I see at the bottom of page 103 refunds and advances to local authorities £35,000. Will the Minister give some information regarding that item. I would also like to know what is the result of the enquiry into the maladministration of the stores in the Pretoria asylum.

†Mr. JAGGER:

I see on page 116 there is an amount of £3,500 for special plague measures. Perhaps my hon. friend can give us some information; whether he has been able to stop or to check it.

†Mr. PAYN:

Last year we referred to the fact that certain medical students were being trained at Fort Hare. Provision is made for a two years' course, which is not sufficient.

The MINISTER OF PUBLIC HEALTH:

That comes under Education

†Mr. PAYN:

I would like to utter a few words in connection with the matter raised by the hon. member for Aliwal (Mr. Sephton) in connection with medical provision for native areas. I have a letter from a native in the Herschel district—

We have only one medical practitioner in the Herschel district. The natives are very poor—while deaths from various diseases and typhus and enteric fever epidemics carry away a large number of our people annually mainly due to having no money for doctor's charges, bad nursing, etc. Since we have thousands of pounds from our local tax, but no council yet established, could not the Government use portion of this money for establishing a hospital for natives—which naturally would be used by Europeans also— and have it maintained by a fixed grant from the local tax.

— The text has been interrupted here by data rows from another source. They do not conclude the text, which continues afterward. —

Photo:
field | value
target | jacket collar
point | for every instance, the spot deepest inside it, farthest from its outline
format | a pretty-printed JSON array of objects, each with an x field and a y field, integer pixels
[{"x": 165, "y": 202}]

I think it is a well-known fact that there is a tremondous mortality in these native areas in the Ciskei—from typhus and enteric—and in view of the extra taxation imposed by the Government in the last year or two on natives, I hope the Minister will take into serious consideration appointing medical officers in these areas. The matter was raised last year and the year before, and the Minister promised to take it into consideration. I hope he will provide European doctors and nursing facilities. Tuberculosis is also spreading very rapidly in these areas. Natives contract silicosis, or phthisis, in the first instance on the mines, and come back with pneumonic trouble. This will mean that in the next 15 to 20 years, instead of having large masses of natives able to work on the farms or mines, we may find they will not be physically able to do the work. I hope the Minister will take this matter into very careful consideration and see if nothing can be done to improve the facilities for medical inspection and control in these areas. The matter is one of vital importance.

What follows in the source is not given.